In [1]:
import os
import torch
import numpy as np
import torch.utils.data
from PIL import Image
os.environ["KMP_DUPLICATE_LIB_OK"]="TRUE"

In [None]:
# PyTorch 的视觉工具包，包含常用模型和数据增强方法。
import torchvision
# Faster R-CNN 的分类头，用于替换原有的分类器。
from torchvision.models.detection.faster_rcnn import FastRCNNPredictor
# Mask R-CNN 的掩码预测头，用于替换原有的掩码预测器。
from torchvision.models.detection.mask_rcnn import MaskRCNNPredictor 

# 加载一个预训练的 Mask R-CNN 模型，并替换其分类头和掩码预测头以适应新的类别数。
def get_instance_segmentation_model(num_classes): # 输入参数为类别数（包括背景）
    
    # 加载基于 ResNet50+FPN 的 Mask R-CNN，并使用 COCO 数据集的预训练权重。
    model = torchvision.models.detection.maskrcnn_resnet50_fpn(pretrained=True)

    # 获取原有分类头的输入特征数
    in_features = model.roi_heads.box_predictor.cls_score.in_features

    # 用 FastRCNNPredictor 替换原有的 box predictor
    # 使其输出类别数为 num_classes（适应自己的数据集）。
    model.roi_heads.box_predictor = FastRCNNPredictor(in_features, num_classes)

    # 获取原有 mask 预测头的输入通道数
    in_features_mask = model.roi_heads.mask_predictor.conv5_mask.in_channels

    # 设置隐藏层的通道数
    hidden_layer = 256

    # 用 MaskRCNNPredictor 替换原有的 mask predictor
    # 使其输出类别数为 num_classes
    model.roi_heads.mask_predictor = MaskRCNNPredictor(in_features_mask, hidden_layer, num_classes)

    return model

In [None]:
# 导入 transforms 模块，通常包含了一些数据增强和预处理的操作
import transforms as T
# 导入 evaluate 函数，用于模型评估
from engine import evaluate

# 返回一组图像预处理/增强操作的组合
def get_transform(train):
    transforms = []
    # 无论训练还是测试，都要把 PIL 图像转换为 PyTorch 的 Tensor 格式
    transforms.append(T.ToTensor())

    # 如果是训练阶段，则执行以下操作
    if train:
        # 以 50% 的概率对图像和标注做水平翻转
        transforms.append(T.RandomHorizontalFlip(0.5))

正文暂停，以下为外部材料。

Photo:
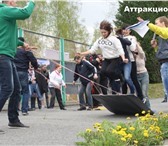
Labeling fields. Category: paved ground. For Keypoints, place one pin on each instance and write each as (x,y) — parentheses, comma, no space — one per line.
(59,128)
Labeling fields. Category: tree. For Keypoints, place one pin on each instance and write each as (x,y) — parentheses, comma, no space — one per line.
(127,17)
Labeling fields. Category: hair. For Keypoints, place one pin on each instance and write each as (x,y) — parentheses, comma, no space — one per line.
(163,19)
(106,26)
(57,65)
(77,56)
(21,39)
(118,31)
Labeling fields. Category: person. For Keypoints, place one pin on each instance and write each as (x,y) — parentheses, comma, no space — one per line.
(55,84)
(22,60)
(9,81)
(131,49)
(142,73)
(126,66)
(34,87)
(86,72)
(112,52)
(161,29)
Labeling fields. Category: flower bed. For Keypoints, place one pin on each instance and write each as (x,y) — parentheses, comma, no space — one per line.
(146,130)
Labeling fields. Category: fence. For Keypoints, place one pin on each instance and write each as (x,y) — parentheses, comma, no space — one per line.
(60,50)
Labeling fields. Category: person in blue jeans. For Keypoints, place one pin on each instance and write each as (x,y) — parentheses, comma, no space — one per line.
(9,80)
(34,88)
(87,72)
(161,28)
(22,60)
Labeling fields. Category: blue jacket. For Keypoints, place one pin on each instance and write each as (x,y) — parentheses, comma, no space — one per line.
(84,69)
(22,59)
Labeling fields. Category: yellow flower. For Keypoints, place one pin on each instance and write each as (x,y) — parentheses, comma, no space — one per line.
(136,115)
(135,141)
(143,112)
(128,118)
(123,139)
(88,130)
(132,128)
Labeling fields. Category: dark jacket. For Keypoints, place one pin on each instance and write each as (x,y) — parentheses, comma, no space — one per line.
(84,69)
(162,53)
(22,59)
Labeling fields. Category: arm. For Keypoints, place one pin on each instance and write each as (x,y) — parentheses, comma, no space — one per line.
(18,13)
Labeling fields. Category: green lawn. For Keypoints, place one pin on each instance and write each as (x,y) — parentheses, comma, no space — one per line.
(156,90)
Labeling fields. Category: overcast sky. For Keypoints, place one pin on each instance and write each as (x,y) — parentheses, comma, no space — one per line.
(94,11)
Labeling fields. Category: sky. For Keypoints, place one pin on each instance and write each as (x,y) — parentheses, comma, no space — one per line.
(94,11)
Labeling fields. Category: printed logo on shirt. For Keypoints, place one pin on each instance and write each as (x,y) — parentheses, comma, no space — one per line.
(105,42)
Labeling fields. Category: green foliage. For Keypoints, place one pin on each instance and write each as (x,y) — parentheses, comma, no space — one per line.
(57,18)
(130,18)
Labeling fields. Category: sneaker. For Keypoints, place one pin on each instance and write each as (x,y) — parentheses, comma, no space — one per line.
(82,108)
(17,124)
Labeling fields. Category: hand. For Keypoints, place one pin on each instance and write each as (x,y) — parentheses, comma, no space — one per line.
(95,76)
(125,60)
(140,19)
(73,83)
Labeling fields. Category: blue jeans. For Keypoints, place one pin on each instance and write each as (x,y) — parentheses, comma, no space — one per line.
(9,87)
(143,79)
(127,75)
(164,75)
(86,88)
(23,77)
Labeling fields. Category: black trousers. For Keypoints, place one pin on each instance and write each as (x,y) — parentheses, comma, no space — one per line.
(135,80)
(55,93)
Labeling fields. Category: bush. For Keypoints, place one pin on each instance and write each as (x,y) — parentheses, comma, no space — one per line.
(145,130)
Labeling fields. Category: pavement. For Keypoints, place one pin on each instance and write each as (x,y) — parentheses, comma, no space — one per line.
(54,127)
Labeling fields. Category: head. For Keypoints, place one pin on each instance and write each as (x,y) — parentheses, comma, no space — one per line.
(125,31)
(162,21)
(105,28)
(77,59)
(10,2)
(58,67)
(44,67)
(21,39)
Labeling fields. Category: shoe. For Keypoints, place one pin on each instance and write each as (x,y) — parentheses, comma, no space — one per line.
(63,108)
(17,124)
(165,100)
(25,113)
(89,108)
(82,108)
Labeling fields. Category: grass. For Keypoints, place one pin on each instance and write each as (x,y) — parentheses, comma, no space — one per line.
(156,90)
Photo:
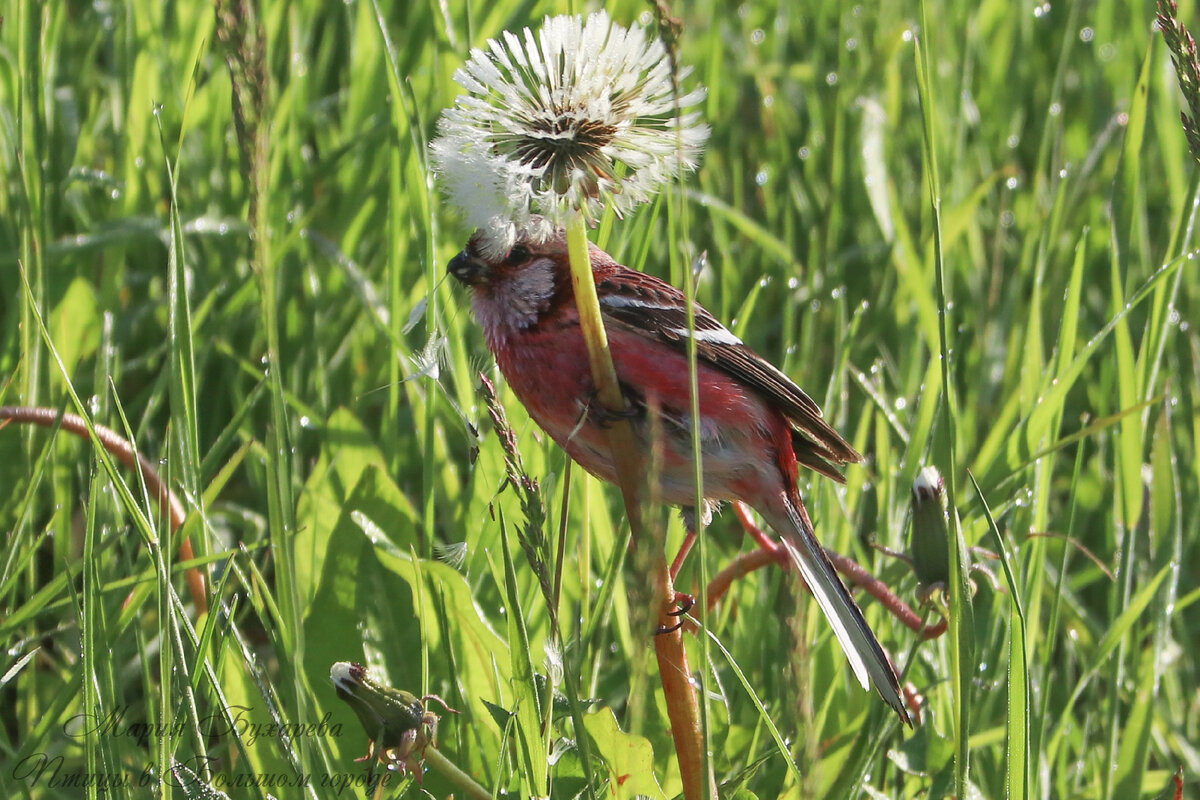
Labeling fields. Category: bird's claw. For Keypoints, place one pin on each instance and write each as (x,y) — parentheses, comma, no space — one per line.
(684,603)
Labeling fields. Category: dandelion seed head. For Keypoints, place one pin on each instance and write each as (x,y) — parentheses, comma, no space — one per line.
(576,116)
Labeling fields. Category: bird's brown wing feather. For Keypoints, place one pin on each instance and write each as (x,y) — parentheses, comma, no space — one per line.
(648,306)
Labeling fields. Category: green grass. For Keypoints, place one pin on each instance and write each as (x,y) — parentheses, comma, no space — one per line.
(324,489)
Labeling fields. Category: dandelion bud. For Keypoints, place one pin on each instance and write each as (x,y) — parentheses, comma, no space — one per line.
(930,539)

    return T.Compose(transforms)

In [None]:
# 自定义工具模块，通常包含数据整理、评估等函数
import utils
# 训练一个epoch的函数
from engine import train_one_epoch
# 自定义的数据集类，用于加载VOC格式的数据
from sbd_try import TryDataset
import torch

# 尝试启用 MKL 加速（对部分CPU操作有提升）
torch.backends.mkl.enabled = True

# 加载训练集，应用训练时的数据增强
dataset = TryDataset('voc', get_transform(train=True))
# 加载测试集，应用测试时的数据增强
dataset_test = TryDataset('voc', get_transform(train=False))

# 设置随机种子，保证每次划分一致
torch.manual_seed(1)
# 生成一个打乱的索引列表
indices = torch.randperm(len(dataset)).tolist()
# 划分训练集和测试集，最后20个样本作为测试集
dataset = torch.utils.data.Subset(dataset, indices[:-20])
dataset_test = torch.utils.data.Subset(dataset_test, indices[-20:])

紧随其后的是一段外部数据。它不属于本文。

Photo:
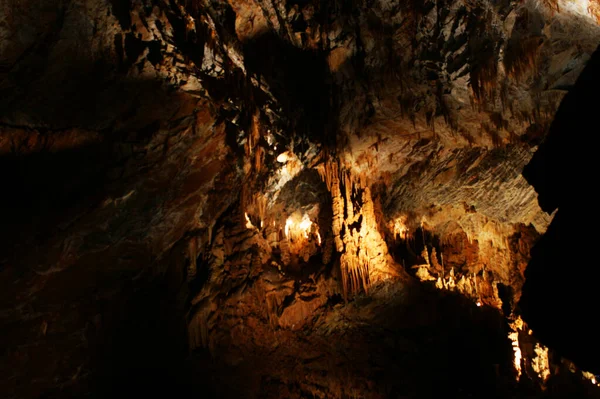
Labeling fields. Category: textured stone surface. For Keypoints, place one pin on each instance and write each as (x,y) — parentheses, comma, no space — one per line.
(152,152)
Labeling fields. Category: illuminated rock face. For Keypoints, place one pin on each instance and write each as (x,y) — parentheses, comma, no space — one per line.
(281,180)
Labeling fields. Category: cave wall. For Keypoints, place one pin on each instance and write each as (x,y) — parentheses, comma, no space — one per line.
(136,136)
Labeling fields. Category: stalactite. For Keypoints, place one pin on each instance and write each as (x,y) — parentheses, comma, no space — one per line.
(192,256)
(364,255)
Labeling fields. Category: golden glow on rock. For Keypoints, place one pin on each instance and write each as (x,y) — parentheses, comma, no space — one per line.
(516,326)
(591,377)
(249,224)
(296,229)
(399,228)
(540,363)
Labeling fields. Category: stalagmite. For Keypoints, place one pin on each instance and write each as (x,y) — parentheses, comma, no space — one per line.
(364,254)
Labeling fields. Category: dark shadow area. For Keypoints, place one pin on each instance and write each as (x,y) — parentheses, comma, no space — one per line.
(560,296)
(142,340)
(300,80)
(53,176)
(420,345)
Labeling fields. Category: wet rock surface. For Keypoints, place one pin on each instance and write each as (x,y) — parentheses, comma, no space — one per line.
(238,198)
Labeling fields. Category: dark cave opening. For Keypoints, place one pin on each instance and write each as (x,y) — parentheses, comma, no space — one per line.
(181,225)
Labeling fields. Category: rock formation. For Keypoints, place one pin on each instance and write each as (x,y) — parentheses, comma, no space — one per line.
(277,198)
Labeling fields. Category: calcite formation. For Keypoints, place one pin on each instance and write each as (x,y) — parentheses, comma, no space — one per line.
(263,195)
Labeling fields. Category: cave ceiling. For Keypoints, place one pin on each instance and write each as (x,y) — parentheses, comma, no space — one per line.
(244,172)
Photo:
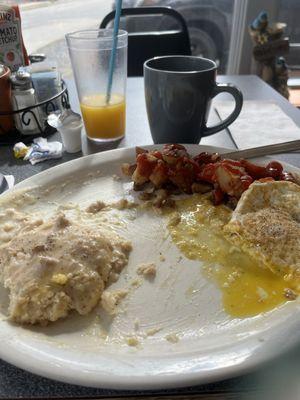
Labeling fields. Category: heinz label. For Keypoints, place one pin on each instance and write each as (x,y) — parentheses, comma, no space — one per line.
(12,51)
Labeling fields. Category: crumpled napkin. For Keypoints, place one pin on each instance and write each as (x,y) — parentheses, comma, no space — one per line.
(10,179)
(260,123)
(40,150)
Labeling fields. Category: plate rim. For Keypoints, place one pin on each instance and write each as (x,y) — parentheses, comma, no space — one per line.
(181,379)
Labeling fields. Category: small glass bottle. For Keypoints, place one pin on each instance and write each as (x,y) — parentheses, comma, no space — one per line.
(23,96)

# PyTorch的数据加载器，负责批量读取数据、打乱顺序、并行加速等
# 每个批次只加载1张图像
# 训练集打乱顺序
# 使用4个子进程加载数据
# 采用自定义的collate_fn函数整理数据
# 返回一个元组，通常是 (images, targets)
# 其中 images 是一个 batch 的图片，targets 是一个 batch 的标签。
data_loader = torch.utils.data.DataLoader(
    dataset, batch_size=1, shuffle=True, num_workers=4,
    collate_fn=utils.collate_fn)

# 测试集不打乱顺序
data_loader_test = torch.utils.data.DataLoader(
    dataset_test, batch_size=1, shuffle=False, num_workers=4,
    collate_fn=utils.collate_fn)

# device = torch.device('cuda') if torch.cuda.is_available() else torch.device('cpu')
device = torch.device('cpu')

In [None]:
# 3个前景类别+1个背景
num_classes = 4

# 调用前面定义的函数，创建一个Mask R-CNN实例分割模型
model = get_instance_segmentation_model(num_classes)

model.to(device)



MaskRCNN(
  (transform): GeneralizedRCNNTransform(
      Normalize(mean=[0.485, 0.456, 0.406], std=[0.229, 0.224, 0.225])
      Resize(min_size=(800,), max_size=1333, mode='bilinear')
  )
  (backbone): BackboneWithFPN(
    (body): IntermediateLayerGetter(
      (conv1): Conv2d(3, 64, kernel_size=(7, 7), stride=(2, 2), padding=(3, 3), bias=False)
      (bn1): FrozenBatchNorm2d(64, eps=0.0)
      (relu): ReLU(inplace=True)
      (maxpool): MaxPool2d(kernel_size=3, stride=2, padding=1, dilation=1, ceil_mode=False)
      (layer1): Sequential(
        (0): Bottleneck(
          (conv1): Conv2d(64, 64, kernel_size=(1, 1), stride=(1, 1), bias=False)
          (bn1): FrozenBatchNorm2d(64, eps=0.0)
          (conv2): Conv2d(64, 64, kernel_size=(3, 3), stride=(1, 1), padding=(1, 1), bias=False)
          (bn2): FrozenBatchNorm2d(64, eps=0.0)
          (conv3): Conv2d(64, 256, kernel_size=(1, 1), stride=(1, 1), bias=False)
          (bn3): FrozenBatchNorm2d(256, eps=0.0)
          (relu): ReLU(in

In [None]:
# 优化器构建
# 只优化那些 requires_grad=True 的参数
params = [p for p in model.parameters() if p.requires_grad]
# 使用SGD优化器，学习率0.01，动量0.9，权重衰减0.0005。
optimizer = torch.optim.SGD(params, lr=0.01, momentum=0.9, weight_decay=0.0005)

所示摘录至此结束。